The station is the rail system's main connection to Dallas Love Field, though it is not located at the airport proper. DART operates a bus route, dubbed Love Link, which connects the station to the airport's passenger terminal. Dallas's other major airport, Dallas Fort Worth International Airport, is also located on the Orange Line; a trip between Inwood/Love Field and the DFW Airport station takes approximately 39 minutes.

== History ==
Inwood/Love Field station was opened on December 6, 2010 as part of the Green Line's second phase. The station led to the creation of several apartment complexes in the surrounding area.

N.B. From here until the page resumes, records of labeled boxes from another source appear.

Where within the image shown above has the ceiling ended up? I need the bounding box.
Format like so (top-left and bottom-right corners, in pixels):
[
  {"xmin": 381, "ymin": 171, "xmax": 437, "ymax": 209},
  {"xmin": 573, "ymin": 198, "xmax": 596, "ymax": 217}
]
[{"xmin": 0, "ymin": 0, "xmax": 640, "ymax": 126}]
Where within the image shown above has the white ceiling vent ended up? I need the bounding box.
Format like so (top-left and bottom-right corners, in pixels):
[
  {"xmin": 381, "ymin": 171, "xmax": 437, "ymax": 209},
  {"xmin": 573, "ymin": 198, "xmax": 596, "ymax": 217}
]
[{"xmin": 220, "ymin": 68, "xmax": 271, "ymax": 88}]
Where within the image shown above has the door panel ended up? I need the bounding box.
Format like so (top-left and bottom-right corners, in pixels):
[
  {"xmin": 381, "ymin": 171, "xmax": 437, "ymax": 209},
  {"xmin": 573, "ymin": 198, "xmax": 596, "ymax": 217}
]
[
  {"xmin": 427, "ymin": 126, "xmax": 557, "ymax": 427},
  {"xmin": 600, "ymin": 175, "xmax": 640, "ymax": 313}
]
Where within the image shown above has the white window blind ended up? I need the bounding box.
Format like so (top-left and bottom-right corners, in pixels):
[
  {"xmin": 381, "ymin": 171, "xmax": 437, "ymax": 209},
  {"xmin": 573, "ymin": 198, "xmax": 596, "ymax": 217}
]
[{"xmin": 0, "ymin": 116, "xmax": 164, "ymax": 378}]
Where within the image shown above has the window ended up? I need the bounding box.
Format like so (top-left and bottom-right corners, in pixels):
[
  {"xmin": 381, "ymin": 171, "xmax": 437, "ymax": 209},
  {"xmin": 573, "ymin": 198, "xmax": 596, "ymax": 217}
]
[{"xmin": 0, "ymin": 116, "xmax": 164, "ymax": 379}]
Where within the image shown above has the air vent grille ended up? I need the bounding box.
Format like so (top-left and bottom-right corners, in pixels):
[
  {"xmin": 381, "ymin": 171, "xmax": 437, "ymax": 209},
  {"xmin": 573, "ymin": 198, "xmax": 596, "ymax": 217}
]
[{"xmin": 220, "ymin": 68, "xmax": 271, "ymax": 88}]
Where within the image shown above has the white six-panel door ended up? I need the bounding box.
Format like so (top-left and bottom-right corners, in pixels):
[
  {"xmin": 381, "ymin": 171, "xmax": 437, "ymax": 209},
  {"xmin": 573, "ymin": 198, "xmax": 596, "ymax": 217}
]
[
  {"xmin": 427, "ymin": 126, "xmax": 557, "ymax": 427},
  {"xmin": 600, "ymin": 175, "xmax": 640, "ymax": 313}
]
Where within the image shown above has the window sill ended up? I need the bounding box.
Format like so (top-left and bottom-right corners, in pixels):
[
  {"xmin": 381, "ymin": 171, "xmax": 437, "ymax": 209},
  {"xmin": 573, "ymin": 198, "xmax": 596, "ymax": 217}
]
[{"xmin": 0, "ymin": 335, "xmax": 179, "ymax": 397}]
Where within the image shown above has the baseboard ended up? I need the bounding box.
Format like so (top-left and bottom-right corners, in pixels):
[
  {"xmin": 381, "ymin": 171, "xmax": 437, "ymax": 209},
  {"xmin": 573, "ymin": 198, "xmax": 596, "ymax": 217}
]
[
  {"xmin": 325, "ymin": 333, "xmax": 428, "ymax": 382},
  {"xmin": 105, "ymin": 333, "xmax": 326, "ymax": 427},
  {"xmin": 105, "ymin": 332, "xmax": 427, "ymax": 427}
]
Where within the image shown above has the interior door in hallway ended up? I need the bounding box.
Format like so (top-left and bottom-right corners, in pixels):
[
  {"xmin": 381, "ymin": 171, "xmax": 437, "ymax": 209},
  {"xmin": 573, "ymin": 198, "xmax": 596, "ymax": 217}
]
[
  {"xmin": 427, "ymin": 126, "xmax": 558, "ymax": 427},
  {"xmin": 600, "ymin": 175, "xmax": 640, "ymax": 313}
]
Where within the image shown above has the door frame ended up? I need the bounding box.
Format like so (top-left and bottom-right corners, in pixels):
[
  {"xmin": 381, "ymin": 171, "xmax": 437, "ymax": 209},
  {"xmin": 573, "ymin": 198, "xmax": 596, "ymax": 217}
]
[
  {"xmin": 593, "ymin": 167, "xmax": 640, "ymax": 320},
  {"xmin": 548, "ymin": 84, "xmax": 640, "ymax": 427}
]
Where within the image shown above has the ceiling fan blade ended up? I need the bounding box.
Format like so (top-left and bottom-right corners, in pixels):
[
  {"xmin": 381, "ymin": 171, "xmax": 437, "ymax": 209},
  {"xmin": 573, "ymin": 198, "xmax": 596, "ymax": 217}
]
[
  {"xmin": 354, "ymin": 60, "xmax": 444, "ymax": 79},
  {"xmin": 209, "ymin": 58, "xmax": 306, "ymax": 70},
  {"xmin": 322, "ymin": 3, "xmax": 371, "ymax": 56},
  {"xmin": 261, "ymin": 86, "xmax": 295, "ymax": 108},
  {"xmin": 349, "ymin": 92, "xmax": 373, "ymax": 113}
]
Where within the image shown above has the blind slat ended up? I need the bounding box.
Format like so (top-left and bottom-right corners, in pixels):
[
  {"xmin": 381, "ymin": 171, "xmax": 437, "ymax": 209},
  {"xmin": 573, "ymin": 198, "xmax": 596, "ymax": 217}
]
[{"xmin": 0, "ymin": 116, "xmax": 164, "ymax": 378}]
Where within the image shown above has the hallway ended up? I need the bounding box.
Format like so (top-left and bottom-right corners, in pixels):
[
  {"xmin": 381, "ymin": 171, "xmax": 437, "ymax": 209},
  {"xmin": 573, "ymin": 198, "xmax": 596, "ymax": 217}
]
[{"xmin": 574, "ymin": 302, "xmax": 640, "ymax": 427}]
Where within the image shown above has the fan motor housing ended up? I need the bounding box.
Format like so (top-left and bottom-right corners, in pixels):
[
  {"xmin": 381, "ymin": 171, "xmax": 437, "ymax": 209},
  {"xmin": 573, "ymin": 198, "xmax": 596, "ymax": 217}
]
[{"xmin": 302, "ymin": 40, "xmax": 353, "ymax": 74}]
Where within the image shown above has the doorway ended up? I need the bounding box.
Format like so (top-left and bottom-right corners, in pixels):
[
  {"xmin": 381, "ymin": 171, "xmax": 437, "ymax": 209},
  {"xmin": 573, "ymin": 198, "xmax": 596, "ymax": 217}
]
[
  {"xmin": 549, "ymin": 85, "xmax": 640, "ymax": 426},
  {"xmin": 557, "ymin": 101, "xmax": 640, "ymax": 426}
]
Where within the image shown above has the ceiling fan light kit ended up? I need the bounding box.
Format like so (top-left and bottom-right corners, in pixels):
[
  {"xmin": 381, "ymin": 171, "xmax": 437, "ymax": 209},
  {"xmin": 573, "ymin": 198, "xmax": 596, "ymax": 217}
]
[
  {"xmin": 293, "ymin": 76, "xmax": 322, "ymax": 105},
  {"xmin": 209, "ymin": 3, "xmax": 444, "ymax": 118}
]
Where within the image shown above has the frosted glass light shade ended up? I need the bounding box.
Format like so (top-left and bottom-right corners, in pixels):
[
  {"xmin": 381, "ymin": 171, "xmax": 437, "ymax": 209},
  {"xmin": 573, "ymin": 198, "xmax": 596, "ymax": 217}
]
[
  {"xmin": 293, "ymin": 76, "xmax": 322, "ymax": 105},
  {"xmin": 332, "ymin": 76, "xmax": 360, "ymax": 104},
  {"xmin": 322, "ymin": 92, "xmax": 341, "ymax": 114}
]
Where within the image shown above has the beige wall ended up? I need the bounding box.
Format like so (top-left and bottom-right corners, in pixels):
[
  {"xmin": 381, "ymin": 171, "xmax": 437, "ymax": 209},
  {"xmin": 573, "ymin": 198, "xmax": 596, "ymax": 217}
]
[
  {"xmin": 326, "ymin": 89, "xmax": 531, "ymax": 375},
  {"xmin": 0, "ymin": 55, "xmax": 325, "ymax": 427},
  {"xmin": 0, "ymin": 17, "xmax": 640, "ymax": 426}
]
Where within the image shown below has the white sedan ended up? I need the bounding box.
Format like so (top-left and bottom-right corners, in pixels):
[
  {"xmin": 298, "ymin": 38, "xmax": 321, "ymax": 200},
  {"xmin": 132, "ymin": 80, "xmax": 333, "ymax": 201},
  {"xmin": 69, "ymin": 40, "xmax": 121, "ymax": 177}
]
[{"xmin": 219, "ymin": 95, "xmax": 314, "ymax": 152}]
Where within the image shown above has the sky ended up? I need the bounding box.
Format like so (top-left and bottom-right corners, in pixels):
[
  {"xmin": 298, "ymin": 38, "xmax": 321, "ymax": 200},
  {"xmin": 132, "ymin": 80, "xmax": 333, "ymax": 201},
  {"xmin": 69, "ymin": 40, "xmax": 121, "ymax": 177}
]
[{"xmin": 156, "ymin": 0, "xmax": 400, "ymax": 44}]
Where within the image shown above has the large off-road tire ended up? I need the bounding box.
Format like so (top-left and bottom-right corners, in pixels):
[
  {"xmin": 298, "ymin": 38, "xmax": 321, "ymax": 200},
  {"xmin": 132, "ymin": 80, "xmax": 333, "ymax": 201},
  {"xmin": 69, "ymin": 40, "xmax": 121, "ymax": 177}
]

In 2015, carsharing company Zipcar added two dedicated spaces for their vehicles to the station's parking lot. This was the second DART station to offer Zipcar vehicles, with Mockingbird station being the first.

=== Love Field connection ===
Early proposals for the Green Line called for the creation of a subway station underneath Love Field, which would have connected to the airport terminal directly. This proposal was dropped in 2004 after a study determined that the station would be too costly. DART later proposed a submerged people mover, which would connect the airport to Burbank station, but this ran into similar cost issues.

Ultimately, DART opted to defer the people mover and modify bus route 39 (which connected Downtown Dallas and Love Field) to also service Inwood station. Funds earmarked for the people mover were later transferred to the Dallas Streetcar, effectively killing the proposal.

In late 2012, DART split off the Love Field connection into its own route, which was numbered route 524 and named Love Link. The route was renumbered to route 55 in January 2022 as part of a major overhaul to DART's bus system, though the route itself remained the same. It was renumbered again to route 5 in January 2023 to indicate a frequency increase.